Texto: "Sobre os 500.000 mortos", de Erivelto Reis

 Sobre os 500.000 mortos

Erivelto Reis 

Num mar de repleto de náufragos e mortos me debato. São 500.000 pessoas que eram o amor de alguém. Não rezo, e o mar é fundo. É de fossa e abjeta é a água que nos afoga e o entendimento de muitos dos que estão vivos é tão raso, superficial e cruel que penso que estão cegos e surdos à razão e não sabem como sua neutralidade enquanto boiam, acaba por afogar 2000, 2500 pessoas por dia, (sem contar os desalentados, os desempregados, os desamparados pela ausência de políticas sociais). Ei-los estúpidos em pele de sensatos e não sabem nadar e não sabem que não sabem de nada. São boias humanas que os canalhas usarão pra se safar. Os canalhas não virão se apoiar em mim porque sabem que farei justiça, ainda que seja a última coisa que eu faça.
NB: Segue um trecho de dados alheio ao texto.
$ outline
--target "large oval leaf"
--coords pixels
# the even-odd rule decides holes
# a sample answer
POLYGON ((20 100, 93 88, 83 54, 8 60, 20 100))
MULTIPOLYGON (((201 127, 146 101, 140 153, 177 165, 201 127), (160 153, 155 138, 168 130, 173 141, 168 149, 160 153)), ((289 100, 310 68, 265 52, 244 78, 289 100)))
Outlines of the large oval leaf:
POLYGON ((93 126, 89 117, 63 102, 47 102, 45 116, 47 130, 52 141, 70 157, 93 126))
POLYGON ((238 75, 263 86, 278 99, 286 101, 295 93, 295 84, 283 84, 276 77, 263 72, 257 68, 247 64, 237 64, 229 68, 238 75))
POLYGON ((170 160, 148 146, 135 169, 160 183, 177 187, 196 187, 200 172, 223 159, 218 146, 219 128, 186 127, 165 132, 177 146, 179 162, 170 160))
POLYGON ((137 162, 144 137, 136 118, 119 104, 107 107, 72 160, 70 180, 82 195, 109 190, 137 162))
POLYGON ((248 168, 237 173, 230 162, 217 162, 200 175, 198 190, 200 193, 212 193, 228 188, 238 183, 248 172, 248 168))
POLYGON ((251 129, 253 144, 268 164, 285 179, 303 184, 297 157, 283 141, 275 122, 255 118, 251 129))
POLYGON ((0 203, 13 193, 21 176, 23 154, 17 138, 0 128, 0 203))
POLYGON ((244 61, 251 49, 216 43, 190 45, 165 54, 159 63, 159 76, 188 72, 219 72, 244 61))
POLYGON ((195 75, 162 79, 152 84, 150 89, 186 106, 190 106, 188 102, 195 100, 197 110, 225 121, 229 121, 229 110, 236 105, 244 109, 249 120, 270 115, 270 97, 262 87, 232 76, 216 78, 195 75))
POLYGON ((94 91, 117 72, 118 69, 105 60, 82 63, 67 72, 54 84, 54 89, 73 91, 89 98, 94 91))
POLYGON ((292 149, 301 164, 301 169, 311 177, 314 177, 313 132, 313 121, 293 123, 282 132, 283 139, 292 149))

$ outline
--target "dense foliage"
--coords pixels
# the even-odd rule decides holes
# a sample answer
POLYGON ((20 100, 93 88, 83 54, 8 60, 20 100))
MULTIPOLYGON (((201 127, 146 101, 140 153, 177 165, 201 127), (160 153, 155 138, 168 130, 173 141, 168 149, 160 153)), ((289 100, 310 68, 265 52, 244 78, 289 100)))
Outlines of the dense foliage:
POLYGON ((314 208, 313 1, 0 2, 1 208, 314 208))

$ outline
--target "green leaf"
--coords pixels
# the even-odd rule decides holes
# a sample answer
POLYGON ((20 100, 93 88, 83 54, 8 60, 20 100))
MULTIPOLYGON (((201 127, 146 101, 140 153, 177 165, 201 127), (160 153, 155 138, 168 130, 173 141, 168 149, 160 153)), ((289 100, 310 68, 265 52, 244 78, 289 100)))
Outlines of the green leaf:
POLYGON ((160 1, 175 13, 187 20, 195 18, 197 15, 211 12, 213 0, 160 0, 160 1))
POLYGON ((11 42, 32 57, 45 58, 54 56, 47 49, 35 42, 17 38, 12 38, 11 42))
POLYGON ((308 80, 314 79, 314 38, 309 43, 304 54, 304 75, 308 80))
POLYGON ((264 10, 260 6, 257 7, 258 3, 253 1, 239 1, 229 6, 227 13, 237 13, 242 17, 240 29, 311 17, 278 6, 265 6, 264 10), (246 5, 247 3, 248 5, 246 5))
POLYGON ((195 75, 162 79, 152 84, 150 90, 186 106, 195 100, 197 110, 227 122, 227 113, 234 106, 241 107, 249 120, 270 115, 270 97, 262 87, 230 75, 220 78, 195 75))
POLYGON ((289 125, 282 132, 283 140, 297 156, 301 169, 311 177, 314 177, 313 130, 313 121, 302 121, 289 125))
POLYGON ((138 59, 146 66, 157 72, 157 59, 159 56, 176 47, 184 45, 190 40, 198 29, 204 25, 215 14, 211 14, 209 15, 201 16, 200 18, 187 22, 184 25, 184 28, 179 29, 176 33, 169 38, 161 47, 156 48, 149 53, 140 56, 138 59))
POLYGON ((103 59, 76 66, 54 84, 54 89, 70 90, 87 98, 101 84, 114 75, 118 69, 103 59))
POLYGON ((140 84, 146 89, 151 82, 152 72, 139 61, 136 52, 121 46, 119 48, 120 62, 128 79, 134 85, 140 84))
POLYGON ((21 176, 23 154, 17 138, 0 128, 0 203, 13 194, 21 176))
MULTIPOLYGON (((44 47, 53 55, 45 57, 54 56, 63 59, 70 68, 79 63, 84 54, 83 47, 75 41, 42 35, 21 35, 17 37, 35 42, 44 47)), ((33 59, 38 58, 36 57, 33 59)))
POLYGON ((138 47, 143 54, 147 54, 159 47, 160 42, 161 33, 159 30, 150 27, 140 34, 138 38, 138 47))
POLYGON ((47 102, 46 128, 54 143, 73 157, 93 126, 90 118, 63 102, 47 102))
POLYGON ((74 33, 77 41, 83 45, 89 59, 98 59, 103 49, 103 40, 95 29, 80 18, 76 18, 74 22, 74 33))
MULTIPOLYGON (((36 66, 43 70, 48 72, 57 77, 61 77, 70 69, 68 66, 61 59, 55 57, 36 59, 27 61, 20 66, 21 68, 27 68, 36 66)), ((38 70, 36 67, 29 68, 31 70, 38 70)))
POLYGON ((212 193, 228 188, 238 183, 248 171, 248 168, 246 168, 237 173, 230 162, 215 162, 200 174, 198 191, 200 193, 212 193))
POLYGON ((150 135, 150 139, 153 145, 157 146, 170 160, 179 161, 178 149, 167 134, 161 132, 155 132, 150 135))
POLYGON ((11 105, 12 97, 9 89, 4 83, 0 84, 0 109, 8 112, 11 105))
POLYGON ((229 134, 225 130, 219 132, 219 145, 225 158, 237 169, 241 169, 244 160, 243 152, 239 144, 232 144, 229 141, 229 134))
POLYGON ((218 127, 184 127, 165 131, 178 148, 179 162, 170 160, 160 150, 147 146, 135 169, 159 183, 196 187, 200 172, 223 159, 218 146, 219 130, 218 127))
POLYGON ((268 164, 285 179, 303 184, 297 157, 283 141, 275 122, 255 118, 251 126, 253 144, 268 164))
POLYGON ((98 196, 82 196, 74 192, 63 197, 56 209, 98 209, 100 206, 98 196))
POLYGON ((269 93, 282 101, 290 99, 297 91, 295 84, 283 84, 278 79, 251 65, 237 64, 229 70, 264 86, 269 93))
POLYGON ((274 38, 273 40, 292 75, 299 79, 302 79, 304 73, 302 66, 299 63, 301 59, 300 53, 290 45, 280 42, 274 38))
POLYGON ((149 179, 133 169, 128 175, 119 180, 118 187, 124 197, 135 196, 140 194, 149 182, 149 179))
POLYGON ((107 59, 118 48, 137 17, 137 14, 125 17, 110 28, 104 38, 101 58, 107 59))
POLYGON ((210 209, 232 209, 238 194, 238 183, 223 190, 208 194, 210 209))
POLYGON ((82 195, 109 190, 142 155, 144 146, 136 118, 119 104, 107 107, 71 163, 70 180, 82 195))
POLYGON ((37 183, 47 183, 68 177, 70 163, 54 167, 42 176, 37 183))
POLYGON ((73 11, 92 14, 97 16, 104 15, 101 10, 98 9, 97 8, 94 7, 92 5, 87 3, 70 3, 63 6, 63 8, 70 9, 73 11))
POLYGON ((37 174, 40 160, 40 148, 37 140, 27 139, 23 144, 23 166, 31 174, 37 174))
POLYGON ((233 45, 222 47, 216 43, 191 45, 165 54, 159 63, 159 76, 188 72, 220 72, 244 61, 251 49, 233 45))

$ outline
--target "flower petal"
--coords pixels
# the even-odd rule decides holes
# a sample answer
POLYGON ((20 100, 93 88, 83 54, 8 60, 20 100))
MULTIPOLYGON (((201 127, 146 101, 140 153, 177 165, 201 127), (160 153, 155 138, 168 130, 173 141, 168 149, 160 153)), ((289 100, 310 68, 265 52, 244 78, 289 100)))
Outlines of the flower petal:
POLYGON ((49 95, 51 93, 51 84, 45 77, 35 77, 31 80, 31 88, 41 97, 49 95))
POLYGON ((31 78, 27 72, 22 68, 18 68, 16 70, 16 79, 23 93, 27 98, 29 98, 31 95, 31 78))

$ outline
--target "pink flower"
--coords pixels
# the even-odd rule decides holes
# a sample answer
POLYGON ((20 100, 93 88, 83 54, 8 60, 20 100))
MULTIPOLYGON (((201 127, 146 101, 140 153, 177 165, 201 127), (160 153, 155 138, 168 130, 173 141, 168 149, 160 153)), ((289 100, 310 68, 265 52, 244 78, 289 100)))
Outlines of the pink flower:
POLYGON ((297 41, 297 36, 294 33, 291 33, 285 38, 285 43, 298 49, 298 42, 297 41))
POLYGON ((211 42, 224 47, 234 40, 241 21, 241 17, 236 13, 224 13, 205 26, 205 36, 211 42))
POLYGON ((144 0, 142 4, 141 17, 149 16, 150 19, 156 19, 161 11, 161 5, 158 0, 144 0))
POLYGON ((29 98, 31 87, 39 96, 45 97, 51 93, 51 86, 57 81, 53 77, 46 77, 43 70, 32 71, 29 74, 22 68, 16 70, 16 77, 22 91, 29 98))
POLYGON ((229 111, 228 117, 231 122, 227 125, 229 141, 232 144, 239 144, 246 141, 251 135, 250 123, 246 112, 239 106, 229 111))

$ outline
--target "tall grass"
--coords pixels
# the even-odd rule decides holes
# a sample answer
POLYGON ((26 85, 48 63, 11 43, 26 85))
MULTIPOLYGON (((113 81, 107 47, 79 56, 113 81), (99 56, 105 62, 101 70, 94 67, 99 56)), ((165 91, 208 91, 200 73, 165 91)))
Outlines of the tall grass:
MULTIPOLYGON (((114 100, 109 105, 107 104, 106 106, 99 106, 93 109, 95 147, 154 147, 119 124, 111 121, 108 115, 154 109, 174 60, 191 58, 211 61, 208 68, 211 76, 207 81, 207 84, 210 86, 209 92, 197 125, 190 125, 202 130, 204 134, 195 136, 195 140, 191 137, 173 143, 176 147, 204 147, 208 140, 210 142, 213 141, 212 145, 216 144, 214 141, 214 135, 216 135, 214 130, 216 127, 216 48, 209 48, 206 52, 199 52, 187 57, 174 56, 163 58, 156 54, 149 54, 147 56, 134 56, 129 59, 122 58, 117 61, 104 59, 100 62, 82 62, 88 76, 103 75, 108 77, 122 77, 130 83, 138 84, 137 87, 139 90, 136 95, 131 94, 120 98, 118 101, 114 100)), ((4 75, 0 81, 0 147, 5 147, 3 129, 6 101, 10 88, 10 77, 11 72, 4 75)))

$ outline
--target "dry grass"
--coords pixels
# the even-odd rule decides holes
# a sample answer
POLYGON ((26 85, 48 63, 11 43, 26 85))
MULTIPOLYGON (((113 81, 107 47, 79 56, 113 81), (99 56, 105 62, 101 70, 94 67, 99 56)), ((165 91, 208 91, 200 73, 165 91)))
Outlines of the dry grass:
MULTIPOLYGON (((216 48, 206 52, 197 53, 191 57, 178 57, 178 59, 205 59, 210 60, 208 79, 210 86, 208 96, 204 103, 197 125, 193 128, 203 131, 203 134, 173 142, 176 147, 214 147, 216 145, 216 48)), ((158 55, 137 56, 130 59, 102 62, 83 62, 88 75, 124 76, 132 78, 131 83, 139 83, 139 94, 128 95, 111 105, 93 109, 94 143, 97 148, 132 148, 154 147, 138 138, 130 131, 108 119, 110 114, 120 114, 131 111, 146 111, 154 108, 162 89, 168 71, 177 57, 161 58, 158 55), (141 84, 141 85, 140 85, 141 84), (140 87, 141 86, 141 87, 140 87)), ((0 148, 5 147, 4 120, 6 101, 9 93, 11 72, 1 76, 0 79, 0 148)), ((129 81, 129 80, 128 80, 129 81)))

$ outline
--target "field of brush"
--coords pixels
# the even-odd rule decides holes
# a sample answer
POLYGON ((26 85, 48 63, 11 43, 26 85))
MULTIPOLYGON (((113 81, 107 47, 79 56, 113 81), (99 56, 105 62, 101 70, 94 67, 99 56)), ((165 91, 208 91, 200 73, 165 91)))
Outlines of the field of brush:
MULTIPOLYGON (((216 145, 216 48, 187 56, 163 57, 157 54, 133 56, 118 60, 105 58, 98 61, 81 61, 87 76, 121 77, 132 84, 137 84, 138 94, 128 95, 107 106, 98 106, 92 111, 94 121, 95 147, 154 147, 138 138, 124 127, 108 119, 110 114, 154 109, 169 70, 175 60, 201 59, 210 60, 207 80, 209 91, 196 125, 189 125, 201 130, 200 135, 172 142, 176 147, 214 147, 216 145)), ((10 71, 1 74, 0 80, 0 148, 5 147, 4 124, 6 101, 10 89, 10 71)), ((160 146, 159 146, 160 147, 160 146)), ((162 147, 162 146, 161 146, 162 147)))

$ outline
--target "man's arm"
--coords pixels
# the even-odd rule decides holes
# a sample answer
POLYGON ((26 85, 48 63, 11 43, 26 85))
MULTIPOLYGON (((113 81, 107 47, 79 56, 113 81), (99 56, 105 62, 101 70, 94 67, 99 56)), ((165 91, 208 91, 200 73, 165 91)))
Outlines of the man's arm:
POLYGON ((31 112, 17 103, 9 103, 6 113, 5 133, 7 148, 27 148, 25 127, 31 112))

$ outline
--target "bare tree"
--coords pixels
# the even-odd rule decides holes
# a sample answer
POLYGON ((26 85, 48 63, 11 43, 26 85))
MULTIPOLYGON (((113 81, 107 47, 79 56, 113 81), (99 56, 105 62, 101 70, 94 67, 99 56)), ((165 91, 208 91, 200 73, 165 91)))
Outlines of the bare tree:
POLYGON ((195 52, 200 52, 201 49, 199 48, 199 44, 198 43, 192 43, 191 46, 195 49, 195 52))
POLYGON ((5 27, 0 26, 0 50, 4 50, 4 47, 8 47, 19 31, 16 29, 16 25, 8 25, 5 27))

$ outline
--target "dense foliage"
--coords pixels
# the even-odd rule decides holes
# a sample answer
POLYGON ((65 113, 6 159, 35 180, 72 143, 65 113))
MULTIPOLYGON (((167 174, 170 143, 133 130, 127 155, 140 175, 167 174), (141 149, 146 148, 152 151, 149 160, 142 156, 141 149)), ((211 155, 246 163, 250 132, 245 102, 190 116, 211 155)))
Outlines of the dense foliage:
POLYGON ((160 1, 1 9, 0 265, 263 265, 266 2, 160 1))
Quando for minha vez de submergir sem fôlego e para sempre, lamentarei profundamente não ter conseguido alertar o suficiente os que amei e os demais para as violências que cometeram - mesmo sem querer -, contra os ideais de liberdade que tanto prezo e pelos quais tanto lutei. Para evitar o que eu penso, eu sei de vários que deixaram de ler o que escrevo entre um meme e outro. Meu amor e meu respeito por essas pessoas tão intransigentemente seguras de suas certezas manipuladas pelas mentiras que ouviram e leram por aí, e que inexplicavelmente as convenceu, terá sido como a cicuta que Sócrates bebeu de bom grado ante o horror de um mundo aético, injusto e acrítico. De nada valerá qualquer filosofia, resquício de amor, arte, literatura ou remorso que restar como herança aos que me mataram mais quando seus discursos serviram ao opressor, do que quando doarem meu último livro e deletarem meu último arquivo, enquanto esquecem, neblina e vento frio, as palavras gastas de tão repetidas dos apelos que eu fiz em vida.